My husband and I both made appointments and they took us in about 5 minutes apart. I thought the dentist might give me hell for not coming for so long or complain about the state of my teeth but he looked in my mouth for about a minute and said everything looked fine. I did mention the problem with the left side and the pain and he told me this is because part of a wisdom tooth (which has largely migrated out and will eventually be fully-exposed) is still covered by gum and food or bacteria can get in there and the gum will be inflamed.

My husband hadn't been for only a year and he also had a once over and everything looked okay for him as well so we both had a cleaning. Well, to be more accurate, he had a cleaning and I had a half cleaning. I have Japanese health insurance and he does not and it seems that Japanese health insurance is the reason procedures get strung out in Japan. Apparently, they won't pay if you get it all done at once. I'm not sure what purpose this serves except to put out the person who is doing it or to allow for multiple billing but that's the way it is.

To our great irritation, we discovered that we only save about $20 by having health insurance pay for it and we have to waste at least another hour and $3 in train fare. If I had known that, I would have paid it all out of pocket and got it done at once rather than waste the time of going back again in two weeks to get the second half done.

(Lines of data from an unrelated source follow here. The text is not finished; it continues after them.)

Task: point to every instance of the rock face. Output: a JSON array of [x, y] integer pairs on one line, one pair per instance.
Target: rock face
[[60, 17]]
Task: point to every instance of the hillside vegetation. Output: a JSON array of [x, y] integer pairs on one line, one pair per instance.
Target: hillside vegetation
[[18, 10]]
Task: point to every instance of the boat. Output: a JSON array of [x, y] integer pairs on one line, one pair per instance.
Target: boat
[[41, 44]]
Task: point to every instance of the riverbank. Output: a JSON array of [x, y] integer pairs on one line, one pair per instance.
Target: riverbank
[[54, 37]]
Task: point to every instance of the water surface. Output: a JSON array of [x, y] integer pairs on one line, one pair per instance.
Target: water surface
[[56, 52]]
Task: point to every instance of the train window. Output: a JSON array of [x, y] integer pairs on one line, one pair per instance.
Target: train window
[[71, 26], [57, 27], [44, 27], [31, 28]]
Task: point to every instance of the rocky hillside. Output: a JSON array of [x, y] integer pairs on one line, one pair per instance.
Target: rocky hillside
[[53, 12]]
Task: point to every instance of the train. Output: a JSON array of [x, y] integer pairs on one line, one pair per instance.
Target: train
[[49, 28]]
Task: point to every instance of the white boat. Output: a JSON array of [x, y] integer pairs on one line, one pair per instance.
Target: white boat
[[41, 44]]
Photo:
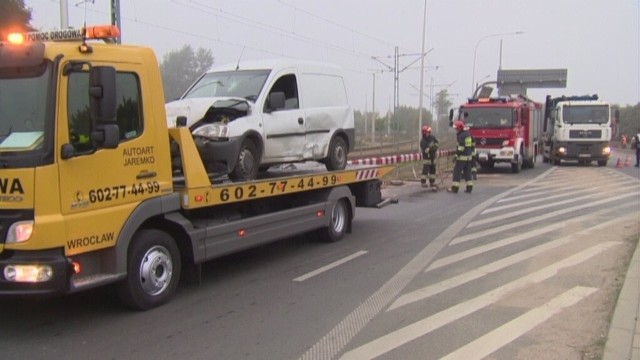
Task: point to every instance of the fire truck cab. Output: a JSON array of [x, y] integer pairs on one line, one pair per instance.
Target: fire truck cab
[[506, 129]]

On the bright side, we visited the basement of the Ogikubo JR station afterwards where there is a shop with a lot of yummy import items. Since my husband is celebrating his birthday this weekend (since he worked on the actual day), he indulged on some Dare maple cookies, an orange chocolate bar, and some barbeque Ruffles potato chips. There are also a plethora of pretty nice bakeries in the same area including Kobe-ya (which makes sublime custard tarts) and Anten-do (which makes my husband's favorite banana muffins) so we picked up a few items. All in all, not a bad day out but I could do without the crowds.


TropFish said...

Wow 10yrs. that's amazing. I just went to the dentist (my yearly visit) got a crown that needs replacing - I don't have Dental Insurance either it's going to cost me $800. I did find a Discount Dental Plan that will cut the cost down for me.

Karen said...

I just found your blog when I was looking up Krisy Kreme's in Shinjuku, great blog by the way.
I was wondering if the foreign food store wasa inside Lumine? I didn't know there was one nearby.

Shari said...

Hi Karen and thanks for your kind words. :-)

You're right about where the foreign food shop is. It is indeed in Lumine in Ogikubo in the basement. It stocks Japanese food as well as foreign food.

Karen said...

Hi Shari,
Thanks for the help :) Do you recommend the dentist you went to, do they speak any English? I've been meaning to go next month, and some of the previous Japanese dentists I've been to don't use gloves. I'm new to this area of Tokyo so I'm not too familiar with the local dentists.
(I lined up fro Krispy Kremes, and ate a lot of donuts)

Shari said...

Karen, I very much recommend the dentist I go to. His name is Nemoto. If call the clinic at 3392-8281, they will answer in Japanese but usually you can ask "do you speak English" and they'll get someone on the line who can make your appointment in English.

Once you get an English speaker on the line, ask to make an appointment with Dr. Nemoto. You may have to wait 2-4 weeks to get in though so make the appointment in advance.

The doctor is very good at English and all my husband's and my dealings with him have been only in English. He has a dry sense of humor, too. (When I asked if I had any cavities, he said, "no, but I can make one for you if you like.")

The facilities are clean and modern and they do use gloves!